For some unknown reason, blondes seem to have been lost in the shuffle, even in Britain.
No, I need a delicious blonde with a certain character, a certain aura; a well-balanced blonde who, when held, gives a man a warm feeling inside; a blonde with a lovely appearance and a spectacular body; in short, a knockout, drop-dead natural blonde who would stun me again and again.
What? What about brunettes and redheads? Oh, now I see—no, you misunderstand. No, no. Ahhhh, you’ve got it all wrong there. I’m not talking about those blondes! No, not women! I meant blonde beer!
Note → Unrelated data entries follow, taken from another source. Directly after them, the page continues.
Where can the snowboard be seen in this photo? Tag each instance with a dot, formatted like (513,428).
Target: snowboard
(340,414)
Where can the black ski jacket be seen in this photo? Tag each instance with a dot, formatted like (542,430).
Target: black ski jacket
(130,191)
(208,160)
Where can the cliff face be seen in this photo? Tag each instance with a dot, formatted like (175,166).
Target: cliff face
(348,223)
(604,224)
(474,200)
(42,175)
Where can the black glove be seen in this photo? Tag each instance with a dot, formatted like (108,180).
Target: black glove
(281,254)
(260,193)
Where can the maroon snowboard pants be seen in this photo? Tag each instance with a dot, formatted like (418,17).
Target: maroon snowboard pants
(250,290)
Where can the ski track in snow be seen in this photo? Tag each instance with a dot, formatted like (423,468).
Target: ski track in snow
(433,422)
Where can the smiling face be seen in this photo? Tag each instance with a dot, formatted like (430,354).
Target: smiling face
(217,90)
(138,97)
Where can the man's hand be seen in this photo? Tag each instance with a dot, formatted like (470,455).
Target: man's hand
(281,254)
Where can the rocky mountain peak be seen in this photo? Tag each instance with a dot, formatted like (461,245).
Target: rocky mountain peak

Blonde ale, to be precise.
But I wouldn’t mind having one—just as described, too.
Sometimes the French Get It Right
French speakers use the word “blonde” to describe yellow-colored beer. English speakers use the word “golden.” (To avoid unsavory comparisons, it’s obvious why we don’t call blonde ale “yellow,” except as a derisory term. And “gold” evokes such a teeth-cracking metallic image.)
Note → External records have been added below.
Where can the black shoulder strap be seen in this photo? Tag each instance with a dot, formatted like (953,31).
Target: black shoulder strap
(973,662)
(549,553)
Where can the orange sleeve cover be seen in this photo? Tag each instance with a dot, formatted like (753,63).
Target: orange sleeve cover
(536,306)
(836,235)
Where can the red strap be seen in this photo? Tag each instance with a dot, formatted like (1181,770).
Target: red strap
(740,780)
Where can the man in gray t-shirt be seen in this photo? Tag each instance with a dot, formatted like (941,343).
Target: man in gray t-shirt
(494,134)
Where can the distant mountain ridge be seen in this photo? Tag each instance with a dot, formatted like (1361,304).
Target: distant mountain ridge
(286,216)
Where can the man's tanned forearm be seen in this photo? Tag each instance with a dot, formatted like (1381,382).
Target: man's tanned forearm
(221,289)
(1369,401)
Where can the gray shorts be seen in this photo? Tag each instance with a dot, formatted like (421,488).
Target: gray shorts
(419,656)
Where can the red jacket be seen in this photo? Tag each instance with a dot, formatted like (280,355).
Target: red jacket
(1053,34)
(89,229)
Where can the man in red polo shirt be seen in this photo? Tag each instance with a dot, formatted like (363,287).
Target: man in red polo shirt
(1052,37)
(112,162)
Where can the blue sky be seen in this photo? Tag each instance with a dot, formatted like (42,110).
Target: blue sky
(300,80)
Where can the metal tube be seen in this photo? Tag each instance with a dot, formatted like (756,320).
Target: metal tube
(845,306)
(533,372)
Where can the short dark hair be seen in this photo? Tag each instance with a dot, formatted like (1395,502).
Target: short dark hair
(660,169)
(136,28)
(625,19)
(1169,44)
Unlike the human variety, blonde ales have been ignored or overlooked in favor of the shiny penny and midnight colored beer styles: the various bitters, pale ales, porters and stouts.
Now, if you would please direct your attention to the stage, I shall introduce you to our blonde finalists chosen from the many light-colored ale styles brewed in Britain, Europe, and North America. On the left, ahem, is the British blonde; on the right is the North American blonde; and in the middle is the Belgian blonde.
The British Blonde
For some unknown reason, blondes seem to have been lost in the shuffle, even in Britain. This is a bit perplexing, as an examination of 1,005 British cask ales reveals that 126, or 12.5 percent, are blondes. Several others may be found lurking under the guise of “summer ale.” That is a not insignificant figure, yet blondes are rarely mentioned.
The style was pioneered in 1986 by Somerset Brewery at Wiveliscombe. Since then, the number of craft brewers producing them has exploded. The development of the style may be viewed as a response to the popularity of yellow lager, an effort to regain market share. In blondes, craft brewers have a product that pubs can offer punters as an alternative to lager—same color, more tasty. Too, those seeking to distinguish themselves in the marketplace have an offering that consumers perceive as different from the standard ales most breweries produce: one, two, or three bitters; a porter or stout; and a mild.